ふびん女子は、隠れ最強男子の腕のなか。

3,転校した理由

約2,000字(読了まで約6分)


 自然な名前呼びにも、守ってくれるという言葉にも、ドキッとする。
 遠藤(えんどう)先輩がどうして私にやさしくしてくれるのかは分からないけど……遠藤先輩みたいな人がいてくれてよかった。


「ありがとうございます……」

「ううん。

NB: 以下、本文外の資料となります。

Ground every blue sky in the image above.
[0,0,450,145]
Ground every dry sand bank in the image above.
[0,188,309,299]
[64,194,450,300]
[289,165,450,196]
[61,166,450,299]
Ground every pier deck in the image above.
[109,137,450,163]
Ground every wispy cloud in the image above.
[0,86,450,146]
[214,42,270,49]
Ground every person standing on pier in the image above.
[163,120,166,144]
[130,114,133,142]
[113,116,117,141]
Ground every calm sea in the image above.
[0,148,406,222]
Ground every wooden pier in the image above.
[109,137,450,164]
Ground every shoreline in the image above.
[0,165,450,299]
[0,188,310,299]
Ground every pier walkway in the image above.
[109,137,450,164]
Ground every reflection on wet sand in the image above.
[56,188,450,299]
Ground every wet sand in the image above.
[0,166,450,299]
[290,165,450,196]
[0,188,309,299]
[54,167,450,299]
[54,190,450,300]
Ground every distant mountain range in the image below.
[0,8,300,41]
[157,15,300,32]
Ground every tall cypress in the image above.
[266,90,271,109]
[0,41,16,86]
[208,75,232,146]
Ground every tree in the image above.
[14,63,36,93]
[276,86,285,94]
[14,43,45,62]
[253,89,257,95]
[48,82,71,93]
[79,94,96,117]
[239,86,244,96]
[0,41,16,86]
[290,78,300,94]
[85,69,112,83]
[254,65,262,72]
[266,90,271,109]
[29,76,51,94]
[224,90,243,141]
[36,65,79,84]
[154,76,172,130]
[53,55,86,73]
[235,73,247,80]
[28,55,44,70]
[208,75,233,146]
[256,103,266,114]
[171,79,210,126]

こうやって裏でサポートするのが俺の役目だから」


 裏でサポート……?
 ほほえんで答える遠藤先輩を見てふしぎに思いながら、歩き出した先輩についていく。
 周りを見て、男子校かと思うくらい男子しかいない校内に、ここまでお嬢さま学校と正反対な学校もないだろうなぁ……と考えた。


優衣(うい)はどうして滝高に来たの?」

「え……あ、えっと、その。先月、お父さんが勤めていた会社が、倒産して……叔母(おば)さんの家に家族でお世話になったんですが……」


 階段を登りながら、となりにならぶように足を緩めてくれた遠藤先輩をちらりと見て、視線を落としながら答える。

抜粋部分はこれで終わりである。